If you want a display with movement, consider inverts and coldwater-compatible cleanup crew, but keep it conservative. These tanks run cold and lean, and a big die-off in the clean-up crew can spike ammonia.

Breeding tips

Realistically, breeding this species in home aquaria is a long shot. They are deepwater fish with seasonal cues (temperature shifts, day length, and probably pressure/vertical migration signals) that are hard to replicate.

If you still want to experiment, the best you can do is focus on long-term conditioning: keep them cold and stable, feed a varied diet heavy on small crustaceans, and run a seasonal light cycle with a gentle winter cool-down and spring warm-up (still within coldwater range). Spawning, if it happens, will likely be broadcast eggs that drift and get eaten or filtered out.

If you ever see eggs or spawning behavior, move adults out rather than trying to net eggs. Nets and bright lights tend to turn these fish into panic missiles.

Common problems to watch for

  • Heat stress: rapid breathing, hanging at the surface, refusing food. This is the big one.
  • Shipping/decompression trauma: odd buoyancy, rolling, inability to hold position.

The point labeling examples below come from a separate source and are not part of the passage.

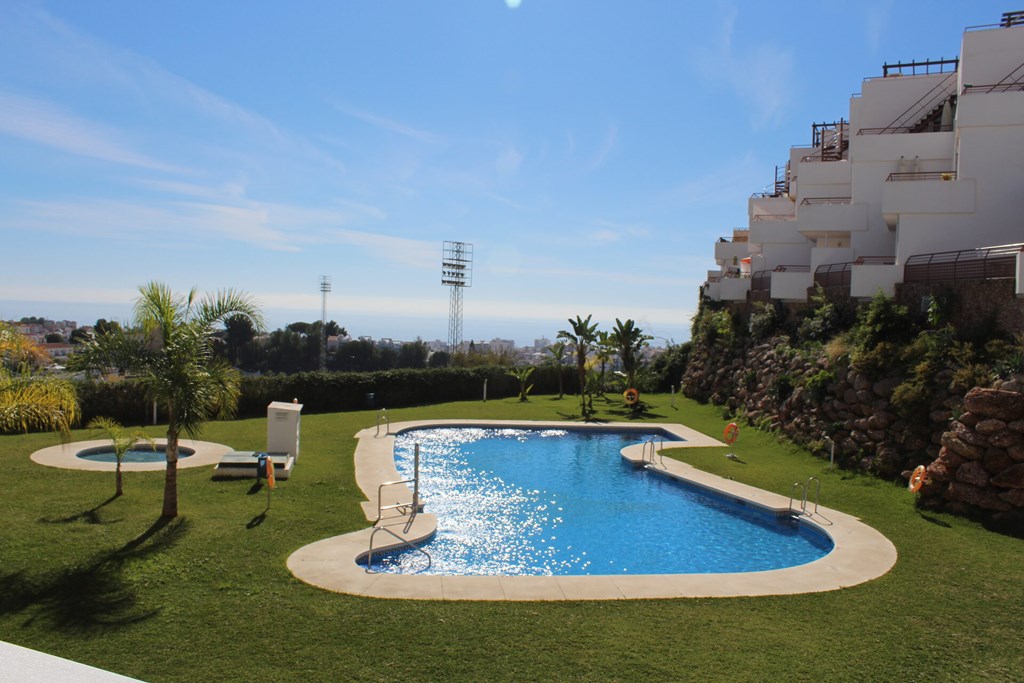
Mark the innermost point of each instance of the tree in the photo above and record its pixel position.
(629, 340)
(29, 400)
(522, 375)
(580, 341)
(557, 351)
(122, 441)
(178, 367)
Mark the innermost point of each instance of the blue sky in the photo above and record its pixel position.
(592, 152)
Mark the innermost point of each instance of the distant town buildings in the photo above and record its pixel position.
(920, 182)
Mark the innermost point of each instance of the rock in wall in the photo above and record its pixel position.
(980, 467)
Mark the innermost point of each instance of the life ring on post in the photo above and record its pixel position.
(916, 478)
(731, 433)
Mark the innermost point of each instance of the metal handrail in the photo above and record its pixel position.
(812, 201)
(793, 496)
(654, 451)
(921, 175)
(983, 263)
(404, 542)
(382, 417)
(907, 120)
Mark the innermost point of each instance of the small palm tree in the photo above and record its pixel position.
(176, 363)
(557, 351)
(629, 340)
(122, 441)
(522, 374)
(30, 400)
(580, 341)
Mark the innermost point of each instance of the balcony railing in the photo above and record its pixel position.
(985, 263)
(838, 274)
(812, 201)
(774, 216)
(922, 175)
(761, 281)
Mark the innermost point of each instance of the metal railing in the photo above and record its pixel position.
(761, 281)
(920, 68)
(773, 216)
(907, 121)
(921, 175)
(983, 263)
(1012, 81)
(812, 201)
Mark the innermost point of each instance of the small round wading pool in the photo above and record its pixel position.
(143, 454)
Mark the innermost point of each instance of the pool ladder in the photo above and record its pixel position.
(410, 509)
(654, 451)
(803, 503)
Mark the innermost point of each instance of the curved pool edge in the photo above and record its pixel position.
(65, 456)
(860, 553)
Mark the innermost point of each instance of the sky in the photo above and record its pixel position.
(591, 151)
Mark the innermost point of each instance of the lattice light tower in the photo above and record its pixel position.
(325, 288)
(457, 272)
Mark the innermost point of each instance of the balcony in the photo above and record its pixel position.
(938, 193)
(984, 263)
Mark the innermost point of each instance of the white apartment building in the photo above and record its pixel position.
(925, 179)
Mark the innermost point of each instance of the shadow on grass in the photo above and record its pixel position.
(89, 598)
(90, 516)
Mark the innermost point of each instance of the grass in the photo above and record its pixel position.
(208, 597)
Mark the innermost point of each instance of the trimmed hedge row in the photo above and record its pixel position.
(332, 392)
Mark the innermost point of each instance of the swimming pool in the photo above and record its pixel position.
(142, 454)
(561, 502)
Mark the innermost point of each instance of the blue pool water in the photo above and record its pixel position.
(519, 502)
(142, 454)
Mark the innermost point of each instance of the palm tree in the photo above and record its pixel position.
(580, 341)
(30, 400)
(122, 441)
(557, 351)
(629, 340)
(177, 366)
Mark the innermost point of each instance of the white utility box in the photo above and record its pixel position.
(283, 422)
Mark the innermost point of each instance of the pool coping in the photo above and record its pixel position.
(860, 553)
(65, 456)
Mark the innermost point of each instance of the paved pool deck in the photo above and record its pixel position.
(860, 553)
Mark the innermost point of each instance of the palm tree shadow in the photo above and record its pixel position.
(90, 516)
(90, 598)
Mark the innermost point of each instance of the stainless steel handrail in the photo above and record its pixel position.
(382, 417)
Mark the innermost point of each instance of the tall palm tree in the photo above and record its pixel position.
(580, 341)
(177, 365)
(629, 340)
(30, 400)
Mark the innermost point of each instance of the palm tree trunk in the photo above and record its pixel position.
(171, 478)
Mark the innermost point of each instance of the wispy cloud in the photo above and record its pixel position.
(608, 143)
(876, 22)
(389, 125)
(45, 123)
(759, 73)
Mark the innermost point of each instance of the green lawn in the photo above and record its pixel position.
(208, 597)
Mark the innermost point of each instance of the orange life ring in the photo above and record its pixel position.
(731, 433)
(916, 478)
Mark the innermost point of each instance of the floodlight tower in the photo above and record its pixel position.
(457, 272)
(325, 288)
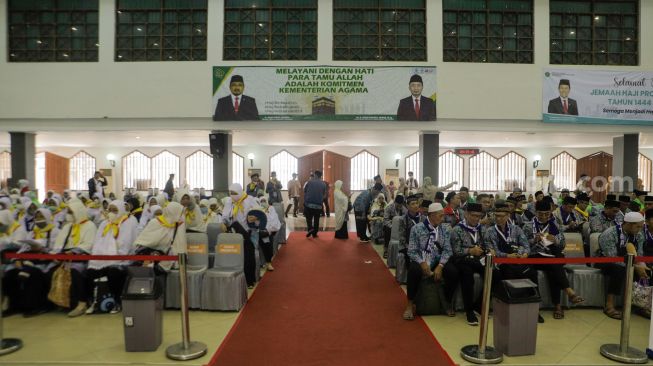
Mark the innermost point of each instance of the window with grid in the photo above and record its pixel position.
(53, 30)
(284, 164)
(199, 170)
(379, 30)
(161, 30)
(5, 168)
(364, 166)
(483, 172)
(497, 31)
(412, 165)
(563, 170)
(270, 30)
(450, 169)
(164, 164)
(136, 171)
(237, 169)
(594, 32)
(512, 172)
(644, 171)
(82, 168)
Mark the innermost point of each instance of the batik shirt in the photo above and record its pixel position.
(429, 244)
(550, 227)
(464, 237)
(510, 241)
(612, 242)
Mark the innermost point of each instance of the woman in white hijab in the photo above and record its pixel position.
(376, 218)
(25, 282)
(76, 237)
(114, 237)
(341, 203)
(234, 214)
(192, 212)
(165, 234)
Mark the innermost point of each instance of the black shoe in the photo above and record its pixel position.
(471, 318)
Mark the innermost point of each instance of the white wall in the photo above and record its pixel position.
(174, 90)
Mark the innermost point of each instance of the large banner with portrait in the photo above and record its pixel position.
(316, 93)
(588, 96)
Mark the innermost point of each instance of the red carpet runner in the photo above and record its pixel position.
(326, 304)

Sometimes they never recover.
  • Starvation after import: they may "pick" without swallowing much. Track body condition weekly.
  • Injury from startle-jumping: scraped snout, torn fins, sudden death from carpet surfing if the lid has gaps.
  • Ammonia spikes from uneaten food: cold tanks can lull you into overfeeding because the fish move slowly. Test and siphon leftovers.
  • Parasites and bacterial issues: stressed imports can show cloudy eyes, frayed fins, or skin haze. Quarantine is your best tool.

Do not treat them like a reef fish when medicating. Coldwater species can react differently, and your biofilter is already working slower in the cold. If you have to medicate, go measured, watch ammonia like a hawk, and be ready to do water changes.

If I had to sum it up: stability, cold water, low stress, and disciplined feeding. Get those right and you have a shot. Cut corners on any one of them and this fish will remind you why the difficulty label says expert.